Chapter 3: Fundamental principles of cloud applications. Security in depth means you should have multiple layers of redundant security and access measures. In general, applications should be stateless. This way, you don’t have to worry about routing a user to the same server; instead, the data lives in its own layer outside the service. Service choreography is using the eventing system for communication instead of any synchronous request-response in a traditional architecture, is recommended.
Functions are stateless, triggered by events, and store data in a separate data service if needed. The benefits include high scalability, although cold start latency might be an issue. However, they are more difficult to orchestrate and develop.
API versioning is challenging because it’s hard to get everyone to upgrade to the latest version, and maintaining multiple versions can be difficult. The best compromise is to maintain some level of backward compatibility whenever possible, for example, by not requiring new fields to be added.
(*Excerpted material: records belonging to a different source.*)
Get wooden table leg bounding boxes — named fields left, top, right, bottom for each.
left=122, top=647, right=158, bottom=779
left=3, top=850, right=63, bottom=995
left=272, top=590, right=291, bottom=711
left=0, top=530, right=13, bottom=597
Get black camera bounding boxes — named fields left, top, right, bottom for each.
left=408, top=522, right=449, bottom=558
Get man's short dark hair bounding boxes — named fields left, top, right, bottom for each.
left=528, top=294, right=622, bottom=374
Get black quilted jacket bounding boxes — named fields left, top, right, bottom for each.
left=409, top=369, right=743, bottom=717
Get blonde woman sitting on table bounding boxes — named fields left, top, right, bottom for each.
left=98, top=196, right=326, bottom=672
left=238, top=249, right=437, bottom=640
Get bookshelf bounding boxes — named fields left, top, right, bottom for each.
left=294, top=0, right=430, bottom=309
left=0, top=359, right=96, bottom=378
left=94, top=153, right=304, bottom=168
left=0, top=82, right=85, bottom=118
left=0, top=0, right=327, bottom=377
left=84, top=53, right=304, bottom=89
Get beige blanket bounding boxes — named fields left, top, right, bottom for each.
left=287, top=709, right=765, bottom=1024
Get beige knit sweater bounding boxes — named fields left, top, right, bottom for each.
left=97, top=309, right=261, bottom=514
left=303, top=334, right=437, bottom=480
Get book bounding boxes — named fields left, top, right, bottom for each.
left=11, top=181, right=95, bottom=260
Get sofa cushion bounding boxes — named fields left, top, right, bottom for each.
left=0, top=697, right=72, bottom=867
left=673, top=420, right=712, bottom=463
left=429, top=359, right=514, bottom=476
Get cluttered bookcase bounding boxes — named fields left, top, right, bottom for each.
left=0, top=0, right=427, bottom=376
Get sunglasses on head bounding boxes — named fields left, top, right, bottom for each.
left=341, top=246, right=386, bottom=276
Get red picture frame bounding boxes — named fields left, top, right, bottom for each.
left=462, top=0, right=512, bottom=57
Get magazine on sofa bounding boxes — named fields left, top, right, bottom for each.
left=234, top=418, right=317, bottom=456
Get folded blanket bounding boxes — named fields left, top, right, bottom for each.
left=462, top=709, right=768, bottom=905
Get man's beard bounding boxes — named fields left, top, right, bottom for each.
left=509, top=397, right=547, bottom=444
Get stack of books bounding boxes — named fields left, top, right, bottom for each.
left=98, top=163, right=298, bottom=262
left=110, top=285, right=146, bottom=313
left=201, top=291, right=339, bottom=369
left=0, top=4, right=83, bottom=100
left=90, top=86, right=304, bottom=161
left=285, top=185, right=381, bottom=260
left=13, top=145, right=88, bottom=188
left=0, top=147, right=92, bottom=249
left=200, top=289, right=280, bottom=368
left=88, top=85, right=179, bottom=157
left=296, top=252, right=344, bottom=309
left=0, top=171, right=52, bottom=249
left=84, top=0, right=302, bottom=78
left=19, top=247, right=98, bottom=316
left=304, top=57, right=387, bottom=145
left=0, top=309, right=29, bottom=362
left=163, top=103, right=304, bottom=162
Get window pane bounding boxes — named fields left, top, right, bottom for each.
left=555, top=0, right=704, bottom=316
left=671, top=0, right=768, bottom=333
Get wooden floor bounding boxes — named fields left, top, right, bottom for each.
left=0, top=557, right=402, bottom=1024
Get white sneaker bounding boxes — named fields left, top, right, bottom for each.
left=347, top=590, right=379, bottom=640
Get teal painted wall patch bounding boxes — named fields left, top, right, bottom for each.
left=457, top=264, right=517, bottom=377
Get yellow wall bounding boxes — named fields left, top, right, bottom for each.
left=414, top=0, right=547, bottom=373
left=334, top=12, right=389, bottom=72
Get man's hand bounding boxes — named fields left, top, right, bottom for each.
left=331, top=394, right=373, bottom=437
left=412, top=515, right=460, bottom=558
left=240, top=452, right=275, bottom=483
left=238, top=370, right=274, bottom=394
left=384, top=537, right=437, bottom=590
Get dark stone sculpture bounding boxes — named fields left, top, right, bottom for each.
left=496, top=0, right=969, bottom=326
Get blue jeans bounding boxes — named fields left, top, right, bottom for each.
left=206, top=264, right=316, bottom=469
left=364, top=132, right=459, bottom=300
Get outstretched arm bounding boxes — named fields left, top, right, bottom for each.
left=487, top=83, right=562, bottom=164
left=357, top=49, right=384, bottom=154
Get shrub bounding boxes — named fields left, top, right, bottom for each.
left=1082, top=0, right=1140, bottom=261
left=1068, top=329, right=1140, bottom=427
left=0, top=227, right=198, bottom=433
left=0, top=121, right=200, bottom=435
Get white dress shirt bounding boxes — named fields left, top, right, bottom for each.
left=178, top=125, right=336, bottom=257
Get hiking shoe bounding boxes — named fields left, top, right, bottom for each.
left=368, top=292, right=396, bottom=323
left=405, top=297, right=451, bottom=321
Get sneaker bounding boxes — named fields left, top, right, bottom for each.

Services can communicate with each other over HTTP and JSON, or other binary protocols that are more optimized.
Publish-subscribe is an alternative to the traditional request-response architecture. In this model, the publisher sends a message to a broker like Redis or Kafka, and multiple subscribers receive the event and handle it. Since the network may be unreliable, this should be idempotent. This enables looser coupling between services compared to the request-response model.
Gateway is a proxy that performs cross-cutting concerns like routing, compression, caching, and SSL, but not any application-specific functionality. A service mesh is a different type of proxy layer that sits beneath various services written in different languages and handles communication logic like traffic control and failure handling, so it does not need to be reimplemented multiple times in different languages.
Chapter 4: Working with Data. Cloud applications need to deal with data that is spread across many places and generally prefer object storage services, which are cheaper than file system or disk block storage. The options for database engines include relational, key-value, document, and graph. Streams and queues are used for communication between services; streams are generally immutable and can handle a large amount of data, while queues are more short-term, and messages can be modified.
Data often exists in different systems, and in these cases, change data capture (CDC) is often needed to synchronize data across services. Here, you will write to one database and propagate the changes to other places. A transaction supervisor is a service that monitors the data for consistency issues, eg: a checkout service might save the order with a pending status, then call the payment API, and then set the status to complete, and the supervisor service checks for discrepancies.
A service might use an operational store for its internal operations that it can change easily, and a different integration store for consumption by other services like data analytics, and the integration store has a more stable contract that others can rely on.
How clients may access data – clients might go through a service to get the data, but this places a heavy load on the service. Instead, the service might grant a limited access token for the client to access the data directly. Some databases like GraphQL offer authentication as well for clients to query directly and have fine-grained access controls.
Some strategies to scale the data layer are sharding, a cache layer, or CDN to serve static assets. A data lake contains more raw and unstructured data, whereas a data warehouse contains more structured data with a schema, and these are usually queried with a distributed engine, which can be either open source or hosted by a cloud provider. For storage volumes on Kubernetes, Kubernetes has a concept of persistent storage that has a different lifecycle from containers and is mounted on a pod.